Hard Lines on Immigration Drove U.S. to a Shutdown Nobody Wanted

Everybody said they didn’t want a government shutdown.

There even seemed to be an easy way out: Democrats get a compromise to deal with hundreds of thousands of undocumented immigrants brought to the U.S. as children in exchange for President Donald Trump’s demand for tighter border security with Mexico, including his oft-mentioned wall.

The compromise never materialized. The White House wouldn’t cede on legal status and Democrats dug in on refusing to fund the government without it. And suddenly, the collapse of this potential solution — a border barrier for a plan known by the acronym DACA — drove the nation to its first shutdown since 2013.

That this issue could shutter the government speaks to the powerful hold the immigration issue has on both parties’ most enthusiastic voters — to Democrats’ vision of themselves as an party of inclusion and to Republicans’ vision of themselves as defending the very idea of what it means to be an American.

For Democrats, a restive voting base was exerting maximum election-year pressure on lawmakers to use the Jan. 19 shutdown deadline to fund the government as leverage to secure a long-sought policy victory: protecting some 690,000 young undocumented immigrants registered under the Obama-era Deferred Action for Childhood Arrivals program, known as “dreamers.”

Republicans have challenged the legality of DACA and Trump has directed an end to it in March.

‘No Going Back’

“If Democrats don’t force Republicans to come to the table and keep their promise to protect the dreamers, 800,000 people could be deported,” said Jon Favreau, a former speechwriter for President Barack Obama who’s been using his media company to fire up a hard core of activist Democratic voters. Once they’re gone, “There’s no going back.”

Democratic elected officials are propelled by their growing reliance on Hispanic voters and their belief that they’ll be rewarded by if they take a hard line in favor of dreamers, who are mostly of Latino origin. Hispanics make up about 18 percent of the U.S. population and one of the fastest growing demographic groups in the country.

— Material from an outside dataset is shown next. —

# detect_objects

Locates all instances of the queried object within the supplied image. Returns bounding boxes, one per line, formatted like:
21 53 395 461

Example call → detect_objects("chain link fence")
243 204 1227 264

“The dreamers are members of our community who have been with for as long as they can remember and don’t even know another country,” said Senator Jeff Merkley, an Oregon Democrat. “We don’t like people abusing our community members, which is exactly what the president has been doing.”

Voter Attitudes

American voters say 73 percent to 21 percent that people brought to the U.S. illegally as children should be allowed to stay and gain legal status, according to a Quinnipiac University poll released Thursday, before the shutdown. But there’s risk for Democrats: A CNN poll Friday showed that Americans don’t support a shutdown over the issue — 56 percent said avoiding a shutdown is more important, while 34 percent said finding a solution for the DACA program should take priority.

Republicans are conflicted on immigration. Trump, who has promised to build a wall on the southern U.S. border and had directed tougher enforcement on immigration laws, has talked about his compassion for the dreamers. During a meeting with lawmakers Jan. 9 at the White House, he said legislation to protect them “should be a bill of love.”

Proposal Rejected

South Carolina Senator Lindsey Graham, one of the leading Republican proponents of immigration legislation, has been nudging Trump for months on the issue. He’s been a golf partner and offered the president public praise after being one of his leading critics during the campaign.

But when Graham offered up legislation to resolve the DACA dispute, co-sponsored with Democratic Senator Dick Durbin of Illinois, Trump rejected it. Graham was one of four Republican senators to vote against letting a Republican temporary funding plan advance to the Senate floor.

GOP leaders refuse to vote on that issue for fear of angering the anti-immigration part of their base unless Trump gets behind a proposal and provides them cover. But the president’s shifting stances have led to paralysis on immigration.

Linkage to Spending

To Republicans, the original sin of the shutdown was Democrats linking the funding bill to the plight of dreamers, two issues they consider unrelated.

“There’s only one reason we ended up here: the shoehorning of illegal immigration into this debate,” Senate Majority Leader Mitch McConnell said Saturday on the Senate floor. “Now having said that, there is a lot of sympathy in this body for doing something about the DACA kids.”

The Kentucky Republican conceded that Trump’s views on DACA “have not been made fully apparent yet” as he goes back and forth on what sort of deal he’s willing to accept. But McConnell insisted the government should remain open on a short-term basis while negotiations continue.

Democrats are skeptical Republicans will ever support the DACA resolution unless forced to, no matter Trump’s shifting positions.

“It needs to be attached to major spending bills so it makes it to the Oval Office,” Merkley said.

But that position has only inflamed GOP hardliners.

“By forcing this government shutdown, Senator Schumer and his colleagues are putting unlawful immigrants before America’s lawful citizens, children, and our troops,” said House Judiciary Chairman Bob Goodlatte, referring to Democratic Senate leader Chuck Schumer. “No discussions on including DACA in this funding bill should be on the table while Senator Schumer and his allies hold the American people and our government hostage.”

Democrats are “fixated on amnesty,” said Senator John Kennedy, a Louisiana Republican. “I just think this is a manufactured crisis.”